Winter ; Daniel Apley

Description

This course covers nonparametric modeling of complex, nonlinear predictive relationships in data with categorical (classification) and numerical (regression) response variables. Supervised learning methods include neural networks, trees, nearest neighbors, local kernel weighting, generalized additive models, boosted trees, random forests, support vector machines, and naive Bayes. Emphasis is on practical implementation of the various predictive modeling methods, including selecting among the different methods for a particular data set and predictive modeling problem, empirically tuning the models for optimum predictive performance, and understanding and interpreting the fitted models in terms of which of the predictor variables are the most important and how they effect the predicted response (e.g., nearly linearly, highly nonlinearly, monotonically increasing, monotonically decreasing, strong interactions between variables, etc).

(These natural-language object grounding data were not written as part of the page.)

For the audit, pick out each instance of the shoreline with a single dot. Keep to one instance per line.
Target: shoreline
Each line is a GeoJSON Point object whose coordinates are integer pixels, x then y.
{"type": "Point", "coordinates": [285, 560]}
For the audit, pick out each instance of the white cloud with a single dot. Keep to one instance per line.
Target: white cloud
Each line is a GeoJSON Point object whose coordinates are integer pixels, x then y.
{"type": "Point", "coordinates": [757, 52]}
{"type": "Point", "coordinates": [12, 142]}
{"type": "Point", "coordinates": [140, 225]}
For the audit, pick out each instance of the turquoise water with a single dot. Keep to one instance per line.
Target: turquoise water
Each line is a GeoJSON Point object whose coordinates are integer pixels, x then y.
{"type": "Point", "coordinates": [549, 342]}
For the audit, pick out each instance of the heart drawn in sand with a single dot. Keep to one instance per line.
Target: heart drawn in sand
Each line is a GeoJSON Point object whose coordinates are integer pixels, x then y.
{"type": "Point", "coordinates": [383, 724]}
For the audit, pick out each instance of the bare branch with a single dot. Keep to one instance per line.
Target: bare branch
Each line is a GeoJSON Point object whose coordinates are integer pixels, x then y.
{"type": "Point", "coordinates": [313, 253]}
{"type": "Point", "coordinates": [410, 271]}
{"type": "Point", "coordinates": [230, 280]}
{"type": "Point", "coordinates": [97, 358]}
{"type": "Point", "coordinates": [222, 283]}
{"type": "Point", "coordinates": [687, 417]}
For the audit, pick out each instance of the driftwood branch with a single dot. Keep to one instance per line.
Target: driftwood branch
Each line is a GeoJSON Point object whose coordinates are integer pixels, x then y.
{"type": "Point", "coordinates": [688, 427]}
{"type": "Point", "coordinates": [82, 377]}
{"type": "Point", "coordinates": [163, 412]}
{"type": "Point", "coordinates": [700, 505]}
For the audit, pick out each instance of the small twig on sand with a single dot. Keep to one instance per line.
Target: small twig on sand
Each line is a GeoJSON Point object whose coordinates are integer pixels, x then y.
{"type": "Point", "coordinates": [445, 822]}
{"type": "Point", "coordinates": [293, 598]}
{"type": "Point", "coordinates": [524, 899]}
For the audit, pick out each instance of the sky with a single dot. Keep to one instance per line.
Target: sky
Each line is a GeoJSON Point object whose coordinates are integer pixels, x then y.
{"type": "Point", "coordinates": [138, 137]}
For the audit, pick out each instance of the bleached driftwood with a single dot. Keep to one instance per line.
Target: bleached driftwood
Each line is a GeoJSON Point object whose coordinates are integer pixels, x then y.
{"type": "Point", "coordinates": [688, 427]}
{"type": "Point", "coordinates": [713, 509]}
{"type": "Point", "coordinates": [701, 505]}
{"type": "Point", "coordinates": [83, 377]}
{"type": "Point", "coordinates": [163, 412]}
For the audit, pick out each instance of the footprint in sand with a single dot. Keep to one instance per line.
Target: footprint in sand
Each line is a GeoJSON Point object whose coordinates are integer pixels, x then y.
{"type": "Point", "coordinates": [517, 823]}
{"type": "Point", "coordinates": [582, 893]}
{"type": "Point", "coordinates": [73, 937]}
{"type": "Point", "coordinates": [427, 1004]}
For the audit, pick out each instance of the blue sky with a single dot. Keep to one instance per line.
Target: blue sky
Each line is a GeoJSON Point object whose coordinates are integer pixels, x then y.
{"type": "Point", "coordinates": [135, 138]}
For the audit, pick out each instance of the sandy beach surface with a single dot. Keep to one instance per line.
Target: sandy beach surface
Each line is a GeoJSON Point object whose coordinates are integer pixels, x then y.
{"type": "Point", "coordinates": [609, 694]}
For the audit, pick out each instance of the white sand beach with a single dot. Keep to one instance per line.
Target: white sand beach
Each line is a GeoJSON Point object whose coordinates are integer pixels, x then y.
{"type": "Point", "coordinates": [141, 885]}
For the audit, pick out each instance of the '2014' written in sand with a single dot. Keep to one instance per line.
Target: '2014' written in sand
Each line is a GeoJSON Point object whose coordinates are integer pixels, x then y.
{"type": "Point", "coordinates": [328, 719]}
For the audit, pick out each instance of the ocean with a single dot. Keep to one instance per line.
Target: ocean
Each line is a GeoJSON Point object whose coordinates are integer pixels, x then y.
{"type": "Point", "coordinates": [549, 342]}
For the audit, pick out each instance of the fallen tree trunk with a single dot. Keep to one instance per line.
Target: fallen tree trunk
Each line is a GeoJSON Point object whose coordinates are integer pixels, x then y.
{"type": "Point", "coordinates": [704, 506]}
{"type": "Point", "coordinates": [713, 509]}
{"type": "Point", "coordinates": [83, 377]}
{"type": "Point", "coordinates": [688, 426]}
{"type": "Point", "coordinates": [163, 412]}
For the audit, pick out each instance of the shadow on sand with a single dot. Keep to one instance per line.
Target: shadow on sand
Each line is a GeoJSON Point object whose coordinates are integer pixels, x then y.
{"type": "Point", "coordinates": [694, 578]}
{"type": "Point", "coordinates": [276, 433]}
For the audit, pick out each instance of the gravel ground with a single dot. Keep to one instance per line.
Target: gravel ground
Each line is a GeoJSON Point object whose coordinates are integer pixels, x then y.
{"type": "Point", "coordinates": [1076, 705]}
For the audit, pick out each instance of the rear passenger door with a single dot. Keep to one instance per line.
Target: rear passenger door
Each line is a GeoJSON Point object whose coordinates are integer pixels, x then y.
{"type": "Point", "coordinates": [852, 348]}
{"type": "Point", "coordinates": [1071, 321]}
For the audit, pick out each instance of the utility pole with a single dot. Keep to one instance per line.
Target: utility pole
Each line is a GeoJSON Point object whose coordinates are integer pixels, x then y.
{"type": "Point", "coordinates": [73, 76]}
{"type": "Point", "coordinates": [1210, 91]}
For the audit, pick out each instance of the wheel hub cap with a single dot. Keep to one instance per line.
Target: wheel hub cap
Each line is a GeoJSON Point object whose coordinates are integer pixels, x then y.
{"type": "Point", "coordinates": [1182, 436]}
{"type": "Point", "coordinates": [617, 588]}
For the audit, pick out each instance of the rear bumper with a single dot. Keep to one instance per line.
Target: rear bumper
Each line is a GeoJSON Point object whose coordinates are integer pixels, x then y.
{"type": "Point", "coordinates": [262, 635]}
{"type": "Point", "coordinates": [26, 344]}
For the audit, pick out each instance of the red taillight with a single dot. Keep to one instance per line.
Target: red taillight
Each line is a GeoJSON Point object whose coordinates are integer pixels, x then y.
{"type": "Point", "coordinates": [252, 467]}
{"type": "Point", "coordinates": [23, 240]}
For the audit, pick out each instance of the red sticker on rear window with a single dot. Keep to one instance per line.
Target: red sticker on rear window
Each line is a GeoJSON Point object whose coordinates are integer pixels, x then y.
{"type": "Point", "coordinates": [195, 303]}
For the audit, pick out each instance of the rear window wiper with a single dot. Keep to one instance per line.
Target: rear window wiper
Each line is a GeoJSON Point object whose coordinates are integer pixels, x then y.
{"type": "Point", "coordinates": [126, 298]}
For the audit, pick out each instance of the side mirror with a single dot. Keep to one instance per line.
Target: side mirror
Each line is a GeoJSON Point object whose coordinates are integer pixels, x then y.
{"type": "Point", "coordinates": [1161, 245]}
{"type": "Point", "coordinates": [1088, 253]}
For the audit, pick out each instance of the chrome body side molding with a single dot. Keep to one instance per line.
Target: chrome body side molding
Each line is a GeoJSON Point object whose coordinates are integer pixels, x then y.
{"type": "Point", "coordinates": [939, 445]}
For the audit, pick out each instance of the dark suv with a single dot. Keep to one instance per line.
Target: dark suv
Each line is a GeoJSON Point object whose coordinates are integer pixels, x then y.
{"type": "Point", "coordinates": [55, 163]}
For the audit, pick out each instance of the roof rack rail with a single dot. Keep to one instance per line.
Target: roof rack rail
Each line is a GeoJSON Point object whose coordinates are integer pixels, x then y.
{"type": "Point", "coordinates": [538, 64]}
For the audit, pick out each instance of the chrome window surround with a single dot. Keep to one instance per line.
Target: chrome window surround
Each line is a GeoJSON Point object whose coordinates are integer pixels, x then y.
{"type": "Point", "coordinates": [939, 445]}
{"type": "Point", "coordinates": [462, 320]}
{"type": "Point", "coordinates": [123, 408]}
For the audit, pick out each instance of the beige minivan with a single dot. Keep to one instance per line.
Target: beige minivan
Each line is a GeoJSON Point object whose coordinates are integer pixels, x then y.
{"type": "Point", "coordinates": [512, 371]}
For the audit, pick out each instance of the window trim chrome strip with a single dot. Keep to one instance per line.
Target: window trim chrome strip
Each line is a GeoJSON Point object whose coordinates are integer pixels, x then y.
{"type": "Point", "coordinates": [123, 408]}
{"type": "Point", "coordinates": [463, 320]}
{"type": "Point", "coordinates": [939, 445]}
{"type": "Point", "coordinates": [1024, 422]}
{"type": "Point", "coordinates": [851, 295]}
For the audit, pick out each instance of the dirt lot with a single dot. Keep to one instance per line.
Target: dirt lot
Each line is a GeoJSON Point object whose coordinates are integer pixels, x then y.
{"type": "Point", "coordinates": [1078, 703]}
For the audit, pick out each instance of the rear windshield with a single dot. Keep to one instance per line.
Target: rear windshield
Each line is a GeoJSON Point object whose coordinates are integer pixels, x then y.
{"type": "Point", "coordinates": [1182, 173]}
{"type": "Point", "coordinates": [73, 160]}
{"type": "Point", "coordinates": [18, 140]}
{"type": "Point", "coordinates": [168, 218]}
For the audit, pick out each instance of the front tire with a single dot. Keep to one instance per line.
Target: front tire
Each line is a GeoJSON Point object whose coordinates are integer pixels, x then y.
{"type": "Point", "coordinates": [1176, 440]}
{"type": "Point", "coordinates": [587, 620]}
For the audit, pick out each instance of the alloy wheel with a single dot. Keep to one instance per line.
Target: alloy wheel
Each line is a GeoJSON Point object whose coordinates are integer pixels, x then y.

Certain fundamental supervised learning concepts and theory will also be covered to build a deeper understanding of the methods.

Course Objectives:

This course covers nonparametric modeling of complex, nonlinear predictive relationships in data with categorical (classification) and numerical (regression) response variables. It is a follow-up course to Predictive Analytics I, which covers linear and logistic regression methods. The course learning objectives are to: 

  1. Understand the most popular and effective modern nonlinear/nonparametric predictive modeling methods and how to expertly use them.
  2. Identify which method is most appropriate for a particular data set and predictive modeling problem.
  3. Empirically (based only on the data) fit and tune the predictive models for optimum predictive performance.
  4. Interpret any black-box fitted model, in terms of how the different predictor variables effect the predicted response and which are the most important.
  5. Build the knowledge and experience to be able to quickly and expertly self-learn new predictive modeling methods as they are developed and introduced to the predictive modeling community.